Former samurai Yasubei Kimura found himself out of work following the dissolution of the samurai class and the rise of an all-conscript military during the Meiji Period (1868-1912). In 1869, he founded a bakery named Bun'eido in what is now the Shinbashi area of Tokyo, picking up on the staple that had been recently reintroduced to Japan, but which had yet to gain local popularity. A year later, he moved to Ginza and renamed his shop Kimuraya.
The only breads available in Japan at the time were salty and sour, which did not suit the Japanese palate. Kimura aspired to create bread that was better suited to local tastes. For inspiration, he looked to manju, traditional sweets made with red bean paste (an or anko) surrounded by mochi (glutinous rice cake). He substituted bread (locally known as pan) for mochi, raising the dough with sakadane liquid yeast derived from sake. The result, first created in 1874, was very close to the anpan we see today.

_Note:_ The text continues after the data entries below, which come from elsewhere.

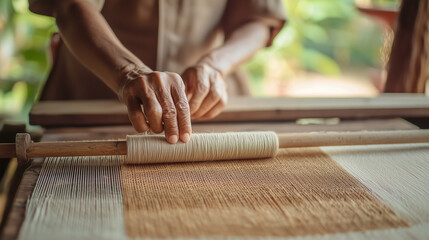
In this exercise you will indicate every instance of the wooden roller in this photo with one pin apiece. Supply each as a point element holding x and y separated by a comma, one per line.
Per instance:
<point>24,148</point>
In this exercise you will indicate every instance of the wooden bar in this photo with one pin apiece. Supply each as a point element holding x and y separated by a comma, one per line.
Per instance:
<point>286,140</point>
<point>409,59</point>
<point>318,139</point>
<point>110,112</point>
<point>7,150</point>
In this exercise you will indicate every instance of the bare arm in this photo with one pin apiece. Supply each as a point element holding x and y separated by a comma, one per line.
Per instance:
<point>91,40</point>
<point>205,81</point>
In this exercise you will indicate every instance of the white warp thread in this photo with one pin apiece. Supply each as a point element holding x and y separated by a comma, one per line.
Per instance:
<point>76,198</point>
<point>202,147</point>
<point>398,174</point>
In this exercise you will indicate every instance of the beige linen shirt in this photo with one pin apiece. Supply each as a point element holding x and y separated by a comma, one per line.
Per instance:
<point>167,35</point>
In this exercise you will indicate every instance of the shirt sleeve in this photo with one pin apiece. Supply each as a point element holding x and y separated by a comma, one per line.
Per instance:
<point>240,12</point>
<point>45,7</point>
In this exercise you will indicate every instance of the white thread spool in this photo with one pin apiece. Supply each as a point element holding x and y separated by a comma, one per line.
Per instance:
<point>202,147</point>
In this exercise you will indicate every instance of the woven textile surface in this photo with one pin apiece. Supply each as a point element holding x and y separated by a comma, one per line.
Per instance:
<point>301,193</point>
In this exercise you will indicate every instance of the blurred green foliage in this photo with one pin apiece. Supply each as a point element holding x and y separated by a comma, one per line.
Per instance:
<point>24,63</point>
<point>324,36</point>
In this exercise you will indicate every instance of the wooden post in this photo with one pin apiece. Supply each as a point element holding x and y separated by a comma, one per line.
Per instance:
<point>409,60</point>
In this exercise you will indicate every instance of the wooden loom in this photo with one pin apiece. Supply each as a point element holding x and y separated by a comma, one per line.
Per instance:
<point>93,133</point>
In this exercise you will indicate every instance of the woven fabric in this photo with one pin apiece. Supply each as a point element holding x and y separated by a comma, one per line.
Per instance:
<point>300,192</point>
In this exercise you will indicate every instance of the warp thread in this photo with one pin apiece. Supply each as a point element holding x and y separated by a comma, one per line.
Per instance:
<point>202,147</point>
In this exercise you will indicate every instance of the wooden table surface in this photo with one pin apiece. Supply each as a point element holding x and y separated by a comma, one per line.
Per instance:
<point>29,179</point>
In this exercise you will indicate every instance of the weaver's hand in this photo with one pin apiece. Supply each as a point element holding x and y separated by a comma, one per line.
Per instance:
<point>206,91</point>
<point>165,106</point>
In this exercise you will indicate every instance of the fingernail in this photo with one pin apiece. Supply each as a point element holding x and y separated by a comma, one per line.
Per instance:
<point>172,139</point>
<point>186,137</point>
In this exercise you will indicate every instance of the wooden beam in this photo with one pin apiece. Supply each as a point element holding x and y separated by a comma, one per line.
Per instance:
<point>409,60</point>
<point>110,112</point>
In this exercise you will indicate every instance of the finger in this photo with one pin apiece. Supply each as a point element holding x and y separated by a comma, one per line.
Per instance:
<point>136,116</point>
<point>214,111</point>
<point>169,116</point>
<point>183,114</point>
<point>189,85</point>
<point>153,111</point>
<point>200,89</point>
<point>215,95</point>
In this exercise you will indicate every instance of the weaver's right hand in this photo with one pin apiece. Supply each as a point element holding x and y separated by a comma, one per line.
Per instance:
<point>165,106</point>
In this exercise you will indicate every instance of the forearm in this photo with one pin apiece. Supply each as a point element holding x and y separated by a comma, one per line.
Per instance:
<point>91,40</point>
<point>238,48</point>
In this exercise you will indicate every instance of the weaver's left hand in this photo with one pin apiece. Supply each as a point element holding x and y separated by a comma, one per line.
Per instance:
<point>206,91</point>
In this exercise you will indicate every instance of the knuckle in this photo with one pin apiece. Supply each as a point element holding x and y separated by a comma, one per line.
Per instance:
<point>202,87</point>
<point>153,112</point>
<point>169,113</point>
<point>182,106</point>
<point>215,95</point>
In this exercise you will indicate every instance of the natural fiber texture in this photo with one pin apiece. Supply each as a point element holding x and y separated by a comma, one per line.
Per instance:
<point>202,147</point>
<point>300,192</point>
<point>397,174</point>
<point>76,198</point>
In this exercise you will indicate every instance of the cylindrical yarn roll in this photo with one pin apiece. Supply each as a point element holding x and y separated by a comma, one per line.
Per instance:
<point>202,147</point>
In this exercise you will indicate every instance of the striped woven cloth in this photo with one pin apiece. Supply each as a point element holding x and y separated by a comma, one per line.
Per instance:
<point>355,192</point>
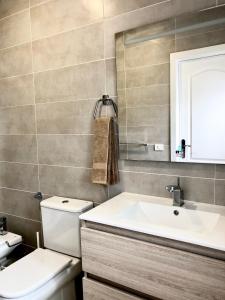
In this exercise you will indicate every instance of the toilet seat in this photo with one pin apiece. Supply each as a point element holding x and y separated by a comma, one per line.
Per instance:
<point>33,272</point>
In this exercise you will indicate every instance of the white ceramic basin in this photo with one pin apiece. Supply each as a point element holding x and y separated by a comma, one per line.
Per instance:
<point>195,223</point>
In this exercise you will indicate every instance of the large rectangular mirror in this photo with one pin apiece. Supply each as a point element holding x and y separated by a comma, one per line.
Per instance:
<point>144,87</point>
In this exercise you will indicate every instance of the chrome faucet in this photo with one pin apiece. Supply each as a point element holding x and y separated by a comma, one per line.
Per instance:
<point>178,197</point>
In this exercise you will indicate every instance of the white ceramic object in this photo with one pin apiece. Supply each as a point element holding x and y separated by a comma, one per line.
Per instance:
<point>8,243</point>
<point>196,223</point>
<point>46,274</point>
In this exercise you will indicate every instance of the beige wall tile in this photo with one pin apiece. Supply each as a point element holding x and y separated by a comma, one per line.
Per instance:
<point>16,91</point>
<point>17,120</point>
<point>25,227</point>
<point>77,183</point>
<point>23,203</point>
<point>220,172</point>
<point>15,61</point>
<point>111,77</point>
<point>201,40</point>
<point>8,7</point>
<point>37,2</point>
<point>116,7</point>
<point>220,192</point>
<point>19,176</point>
<point>202,16</point>
<point>156,133</point>
<point>18,148</point>
<point>65,150</point>
<point>70,48</point>
<point>78,82</point>
<point>149,115</point>
<point>149,95</point>
<point>65,117</point>
<point>15,29</point>
<point>144,76</point>
<point>64,14</point>
<point>149,53</point>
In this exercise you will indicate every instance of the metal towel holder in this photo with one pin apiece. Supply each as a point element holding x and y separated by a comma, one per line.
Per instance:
<point>105,100</point>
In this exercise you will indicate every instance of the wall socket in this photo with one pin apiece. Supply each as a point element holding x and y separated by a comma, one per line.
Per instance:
<point>159,147</point>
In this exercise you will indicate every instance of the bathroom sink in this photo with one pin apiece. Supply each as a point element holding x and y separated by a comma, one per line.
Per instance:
<point>169,217</point>
<point>196,223</point>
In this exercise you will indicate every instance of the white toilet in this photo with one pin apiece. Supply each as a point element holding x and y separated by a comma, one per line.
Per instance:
<point>8,242</point>
<point>46,273</point>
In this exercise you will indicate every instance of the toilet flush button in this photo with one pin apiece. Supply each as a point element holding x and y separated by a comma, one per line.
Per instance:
<point>65,201</point>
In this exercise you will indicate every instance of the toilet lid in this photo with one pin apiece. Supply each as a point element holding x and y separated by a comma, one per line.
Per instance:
<point>11,238</point>
<point>31,272</point>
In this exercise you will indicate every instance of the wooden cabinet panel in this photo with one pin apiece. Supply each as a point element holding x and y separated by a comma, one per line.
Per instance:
<point>154,270</point>
<point>94,290</point>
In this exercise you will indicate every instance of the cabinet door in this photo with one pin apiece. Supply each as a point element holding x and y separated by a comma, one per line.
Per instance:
<point>94,290</point>
<point>154,270</point>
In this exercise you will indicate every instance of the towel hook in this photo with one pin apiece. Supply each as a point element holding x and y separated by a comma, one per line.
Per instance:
<point>105,100</point>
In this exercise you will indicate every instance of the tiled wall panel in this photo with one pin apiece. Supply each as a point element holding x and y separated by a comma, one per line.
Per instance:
<point>48,89</point>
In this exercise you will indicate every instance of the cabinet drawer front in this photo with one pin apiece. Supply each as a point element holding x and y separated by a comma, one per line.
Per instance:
<point>94,290</point>
<point>162,272</point>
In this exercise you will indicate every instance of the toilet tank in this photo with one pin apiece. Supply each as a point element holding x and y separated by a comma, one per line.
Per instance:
<point>61,225</point>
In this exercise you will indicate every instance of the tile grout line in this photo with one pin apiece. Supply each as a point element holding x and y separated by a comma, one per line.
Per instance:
<point>14,14</point>
<point>105,71</point>
<point>215,184</point>
<point>37,221</point>
<point>35,107</point>
<point>56,69</point>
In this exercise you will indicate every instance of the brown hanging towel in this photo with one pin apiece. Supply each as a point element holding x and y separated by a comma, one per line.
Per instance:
<point>106,151</point>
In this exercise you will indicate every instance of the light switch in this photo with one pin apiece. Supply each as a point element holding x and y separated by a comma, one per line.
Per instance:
<point>159,147</point>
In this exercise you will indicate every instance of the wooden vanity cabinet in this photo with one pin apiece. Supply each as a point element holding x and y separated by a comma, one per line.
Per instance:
<point>147,269</point>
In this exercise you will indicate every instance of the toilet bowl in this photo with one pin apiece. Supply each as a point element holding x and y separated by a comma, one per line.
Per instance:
<point>49,273</point>
<point>8,242</point>
<point>43,274</point>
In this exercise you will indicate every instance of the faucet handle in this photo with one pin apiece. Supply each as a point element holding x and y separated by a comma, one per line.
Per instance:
<point>171,188</point>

Anpan quickly caught on in Tokyo, a revolutionary new product at a time when Japanese people were eager to try new and foreign goods. It gained such a reputation that it was presented to Emperor Meiji on April 4, 1875, with Kimura adding a pickled cherry blossom in each bun to match the occasion of the cherry blossom season. It's said the emperor appreciated the treat so much that he asked for Kimura to continue to send him anpan every day, leading to an explosion in popularity that reached across the country by 1897.
More than a century later, Kimuraya (now officially Kimuraya Sohonten, Ltd.) stills sells the anpan that gained it fame and success. Beyond its basic anpan, Kimuraya has released innovative and delicious variants over the years, including seasonal anpan such as sakura (cherry blossom) anpan in spring and kuri (chestnut) anpan in autumn—not to mention creating jam pan in 1900, which you'll still find in bakeries to this day.